The Indian Space Research Organisation has released an image of a star cluster from a faint dwarf irregular galaxy – Wolf-Lundmark-Melotte or WLM – that is located three million light years away.
The image was captured by Astrosat, which is India’s first dedicated space observatory launched two years back.
Shot by scientists from the Indian Institute of Astrophysics (Bengaluru), the image, with clusters of stars seen in blue and yellow dots, has been put up on Isro’s website.
Scientist Annapurni Subramaniam from the Indian Institute of Astrophysics (IIA), Bengaluru and her student Chayan Mondal used the ultraviolet imaging telescope onboard the Astrosat to image a younger star clusters in WLM.
They wanted to study and understand how this diminutive galaxy managed to form new stars extremely efficiently, despite having low mass (thousand times less than milky way) and metallicity, which hinders forming of new stars.
Interestingly, the galaxy manages to form stars at a rate that is 12 times higher than our own Milky Way. Astronomers are still not sure as to how WLM does this.
IIA scientists are currently analysing the data they have collected to find the answers.
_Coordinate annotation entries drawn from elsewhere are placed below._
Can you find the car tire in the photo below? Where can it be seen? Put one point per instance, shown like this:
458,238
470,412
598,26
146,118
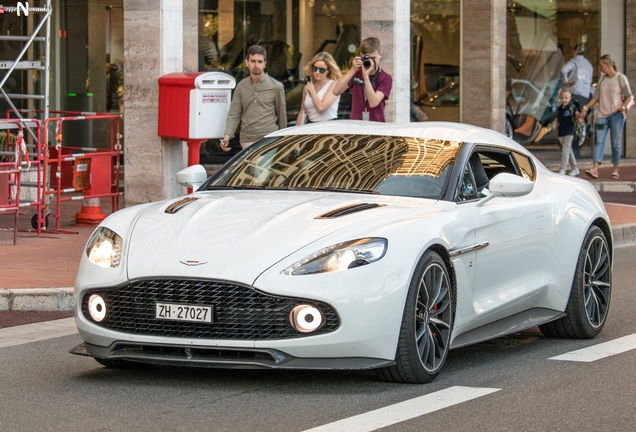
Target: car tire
427,322
589,301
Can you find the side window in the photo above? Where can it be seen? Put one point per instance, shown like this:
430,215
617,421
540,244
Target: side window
467,189
497,162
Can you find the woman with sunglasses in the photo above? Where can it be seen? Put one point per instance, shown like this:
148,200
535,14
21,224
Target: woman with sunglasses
318,101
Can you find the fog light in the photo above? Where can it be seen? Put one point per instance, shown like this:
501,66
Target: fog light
97,307
306,318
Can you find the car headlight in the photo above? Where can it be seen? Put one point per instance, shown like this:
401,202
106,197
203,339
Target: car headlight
341,256
104,248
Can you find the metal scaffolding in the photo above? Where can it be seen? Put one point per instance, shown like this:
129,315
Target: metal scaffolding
38,28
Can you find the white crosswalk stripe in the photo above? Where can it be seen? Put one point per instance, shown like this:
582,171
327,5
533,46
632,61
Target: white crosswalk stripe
406,410
599,351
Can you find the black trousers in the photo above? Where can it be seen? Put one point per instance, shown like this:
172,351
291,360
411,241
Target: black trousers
576,145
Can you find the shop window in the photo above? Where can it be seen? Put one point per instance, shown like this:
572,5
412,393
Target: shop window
540,37
435,47
292,32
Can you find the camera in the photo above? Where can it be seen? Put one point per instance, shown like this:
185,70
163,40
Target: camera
367,61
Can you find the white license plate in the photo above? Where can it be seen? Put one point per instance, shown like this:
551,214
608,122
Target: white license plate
183,312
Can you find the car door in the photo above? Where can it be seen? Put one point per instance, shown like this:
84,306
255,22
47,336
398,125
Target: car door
515,235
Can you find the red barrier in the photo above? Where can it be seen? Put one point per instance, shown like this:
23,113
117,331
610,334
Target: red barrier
95,173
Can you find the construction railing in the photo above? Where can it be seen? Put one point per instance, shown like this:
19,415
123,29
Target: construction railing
78,173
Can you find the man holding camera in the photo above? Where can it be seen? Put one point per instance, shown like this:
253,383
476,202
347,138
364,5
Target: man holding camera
369,85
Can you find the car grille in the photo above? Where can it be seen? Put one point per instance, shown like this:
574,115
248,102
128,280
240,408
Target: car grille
240,312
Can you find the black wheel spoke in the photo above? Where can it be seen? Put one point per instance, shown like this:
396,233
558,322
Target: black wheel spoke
433,320
596,286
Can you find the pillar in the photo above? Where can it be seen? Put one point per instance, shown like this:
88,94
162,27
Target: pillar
154,41
483,63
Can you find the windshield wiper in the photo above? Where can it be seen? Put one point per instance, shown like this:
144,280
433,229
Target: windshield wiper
225,187
328,189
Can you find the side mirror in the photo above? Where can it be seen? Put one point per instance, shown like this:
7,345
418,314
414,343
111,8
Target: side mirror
510,185
507,185
192,176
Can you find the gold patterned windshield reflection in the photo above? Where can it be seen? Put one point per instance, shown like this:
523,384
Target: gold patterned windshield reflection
345,162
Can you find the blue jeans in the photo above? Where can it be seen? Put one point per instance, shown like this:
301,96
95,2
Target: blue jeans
613,124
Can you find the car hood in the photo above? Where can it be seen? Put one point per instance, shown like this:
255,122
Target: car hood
236,235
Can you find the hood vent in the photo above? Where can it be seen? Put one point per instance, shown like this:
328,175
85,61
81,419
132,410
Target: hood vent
343,211
178,205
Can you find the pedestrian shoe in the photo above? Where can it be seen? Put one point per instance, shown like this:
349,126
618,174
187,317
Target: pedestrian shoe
592,173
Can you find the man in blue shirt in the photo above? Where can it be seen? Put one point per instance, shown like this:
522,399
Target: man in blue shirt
577,76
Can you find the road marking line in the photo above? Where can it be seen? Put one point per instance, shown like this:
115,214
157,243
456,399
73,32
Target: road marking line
27,333
406,410
599,351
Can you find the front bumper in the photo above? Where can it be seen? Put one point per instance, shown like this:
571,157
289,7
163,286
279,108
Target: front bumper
231,358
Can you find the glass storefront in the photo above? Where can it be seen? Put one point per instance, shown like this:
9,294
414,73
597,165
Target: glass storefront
540,35
540,38
435,60
292,32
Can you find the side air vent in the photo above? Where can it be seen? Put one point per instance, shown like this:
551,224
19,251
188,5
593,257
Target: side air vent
343,211
178,205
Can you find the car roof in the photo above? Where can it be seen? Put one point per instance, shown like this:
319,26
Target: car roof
451,131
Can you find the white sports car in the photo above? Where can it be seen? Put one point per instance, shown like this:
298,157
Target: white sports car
348,245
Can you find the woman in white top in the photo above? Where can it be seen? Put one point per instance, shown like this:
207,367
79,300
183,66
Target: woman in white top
318,101
613,95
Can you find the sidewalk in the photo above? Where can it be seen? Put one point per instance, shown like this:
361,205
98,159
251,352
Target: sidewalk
38,273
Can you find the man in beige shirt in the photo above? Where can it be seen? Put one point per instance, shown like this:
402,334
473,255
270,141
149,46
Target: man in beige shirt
258,103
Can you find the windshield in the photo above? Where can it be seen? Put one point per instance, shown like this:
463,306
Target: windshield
383,165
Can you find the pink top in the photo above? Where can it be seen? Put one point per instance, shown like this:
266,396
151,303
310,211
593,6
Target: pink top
610,93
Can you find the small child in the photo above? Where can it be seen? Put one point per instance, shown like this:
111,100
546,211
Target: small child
567,119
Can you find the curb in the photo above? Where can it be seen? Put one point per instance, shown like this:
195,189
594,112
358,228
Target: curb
37,299
624,234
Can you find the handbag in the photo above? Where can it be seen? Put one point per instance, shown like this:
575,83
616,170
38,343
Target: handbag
631,102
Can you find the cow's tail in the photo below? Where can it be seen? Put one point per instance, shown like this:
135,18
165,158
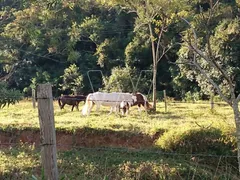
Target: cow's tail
147,105
59,102
87,106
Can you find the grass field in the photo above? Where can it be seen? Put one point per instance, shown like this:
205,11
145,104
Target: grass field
184,129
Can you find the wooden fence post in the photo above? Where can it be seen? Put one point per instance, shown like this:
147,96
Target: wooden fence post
165,99
47,131
212,101
34,98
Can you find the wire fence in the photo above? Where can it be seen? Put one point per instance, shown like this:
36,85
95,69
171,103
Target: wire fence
75,160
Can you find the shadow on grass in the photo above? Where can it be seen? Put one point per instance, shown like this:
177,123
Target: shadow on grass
87,163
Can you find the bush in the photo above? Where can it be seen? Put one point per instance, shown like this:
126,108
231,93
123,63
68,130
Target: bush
8,96
192,96
210,141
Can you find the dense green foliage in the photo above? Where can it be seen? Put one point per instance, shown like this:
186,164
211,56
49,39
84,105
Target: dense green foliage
40,40
156,146
8,96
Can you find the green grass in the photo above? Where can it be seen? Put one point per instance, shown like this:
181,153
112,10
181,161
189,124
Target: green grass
23,163
183,127
22,115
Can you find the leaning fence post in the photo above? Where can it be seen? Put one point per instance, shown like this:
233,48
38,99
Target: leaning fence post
165,99
34,98
47,131
212,101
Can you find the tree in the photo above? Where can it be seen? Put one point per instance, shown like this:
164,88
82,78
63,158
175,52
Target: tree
126,80
8,96
72,79
213,57
156,16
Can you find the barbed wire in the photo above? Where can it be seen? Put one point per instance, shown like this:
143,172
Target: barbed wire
130,150
162,101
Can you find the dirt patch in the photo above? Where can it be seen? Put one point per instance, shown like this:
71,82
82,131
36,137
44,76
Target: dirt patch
85,137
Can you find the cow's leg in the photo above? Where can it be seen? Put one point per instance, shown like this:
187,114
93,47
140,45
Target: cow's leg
90,108
139,108
110,111
77,106
97,107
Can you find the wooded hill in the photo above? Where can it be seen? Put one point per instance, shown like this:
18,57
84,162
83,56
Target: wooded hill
59,41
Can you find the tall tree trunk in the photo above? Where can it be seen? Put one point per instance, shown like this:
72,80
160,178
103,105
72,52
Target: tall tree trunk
154,68
154,86
237,122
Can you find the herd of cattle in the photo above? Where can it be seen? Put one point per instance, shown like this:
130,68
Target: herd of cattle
115,100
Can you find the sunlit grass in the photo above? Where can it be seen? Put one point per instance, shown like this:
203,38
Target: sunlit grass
24,162
22,115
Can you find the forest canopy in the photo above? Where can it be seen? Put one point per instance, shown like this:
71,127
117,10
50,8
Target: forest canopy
60,41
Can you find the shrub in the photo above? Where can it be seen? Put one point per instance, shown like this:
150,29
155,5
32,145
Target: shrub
210,141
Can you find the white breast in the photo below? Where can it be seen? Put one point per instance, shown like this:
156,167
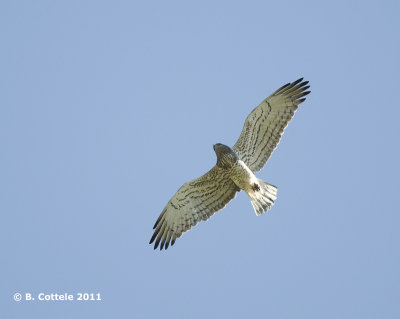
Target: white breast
243,176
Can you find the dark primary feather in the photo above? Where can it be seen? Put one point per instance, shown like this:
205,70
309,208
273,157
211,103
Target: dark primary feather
264,126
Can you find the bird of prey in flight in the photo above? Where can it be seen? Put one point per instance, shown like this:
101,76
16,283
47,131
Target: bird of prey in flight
199,199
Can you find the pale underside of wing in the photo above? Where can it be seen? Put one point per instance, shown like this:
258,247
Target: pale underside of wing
195,201
264,126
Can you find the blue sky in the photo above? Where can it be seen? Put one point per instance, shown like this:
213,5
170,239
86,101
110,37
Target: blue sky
107,108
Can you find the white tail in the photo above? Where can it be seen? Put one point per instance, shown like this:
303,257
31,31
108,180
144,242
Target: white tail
262,198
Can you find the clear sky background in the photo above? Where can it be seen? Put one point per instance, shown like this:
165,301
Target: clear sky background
108,107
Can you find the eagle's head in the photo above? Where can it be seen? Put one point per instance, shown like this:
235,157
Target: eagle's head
225,156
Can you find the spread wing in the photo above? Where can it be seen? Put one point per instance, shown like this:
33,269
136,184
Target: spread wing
264,126
195,201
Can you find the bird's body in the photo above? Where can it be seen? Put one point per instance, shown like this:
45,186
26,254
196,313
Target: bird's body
234,171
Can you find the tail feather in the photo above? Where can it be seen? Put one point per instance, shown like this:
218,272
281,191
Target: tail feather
263,197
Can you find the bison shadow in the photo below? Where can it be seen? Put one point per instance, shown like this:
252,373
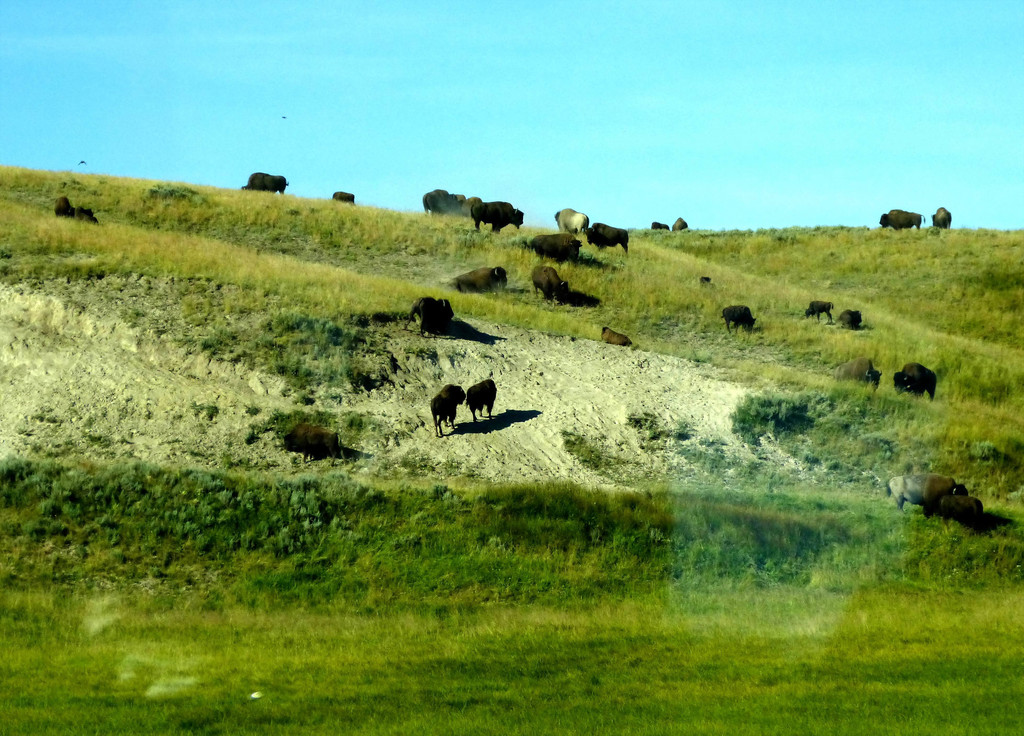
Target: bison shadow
497,423
464,331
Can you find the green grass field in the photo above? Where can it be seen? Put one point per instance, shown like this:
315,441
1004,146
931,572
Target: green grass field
733,599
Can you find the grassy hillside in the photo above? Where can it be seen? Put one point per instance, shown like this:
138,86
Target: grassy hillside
766,592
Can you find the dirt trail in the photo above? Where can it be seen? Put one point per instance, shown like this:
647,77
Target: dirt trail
81,382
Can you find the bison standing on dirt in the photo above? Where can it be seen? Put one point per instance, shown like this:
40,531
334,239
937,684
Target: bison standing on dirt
434,314
496,214
914,378
480,395
265,182
900,219
738,314
547,280
926,490
481,279
444,405
313,442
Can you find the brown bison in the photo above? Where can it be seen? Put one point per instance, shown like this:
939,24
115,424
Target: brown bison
965,509
900,220
568,220
496,214
738,314
443,406
481,279
547,280
850,319
314,442
914,378
434,314
604,235
925,490
612,338
817,309
480,395
265,182
561,247
857,370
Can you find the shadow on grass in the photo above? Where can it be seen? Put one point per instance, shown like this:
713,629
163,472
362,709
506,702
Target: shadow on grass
497,423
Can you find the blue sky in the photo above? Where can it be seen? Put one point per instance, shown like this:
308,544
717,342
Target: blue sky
732,115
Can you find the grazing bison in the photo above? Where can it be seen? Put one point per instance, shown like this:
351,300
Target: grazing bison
817,309
900,219
857,370
434,314
265,182
604,235
925,490
560,246
480,395
81,213
738,314
443,406
62,208
568,220
314,442
496,214
849,318
547,280
481,279
612,338
914,378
It has five intruments on board – the Ultra Violet Imaging Telescope, the Soft X-ray Telescope, the Large Area X-ray Proportional Counter, the Cadmium-Zinc-Telluride Imager and the Scanning Sky Monitor.
“AstroSat Picture of the Month” is an initiative of the Public Outreach and Education Committee of the Astronomical Society of India and AstroSat Training and Outreach Team.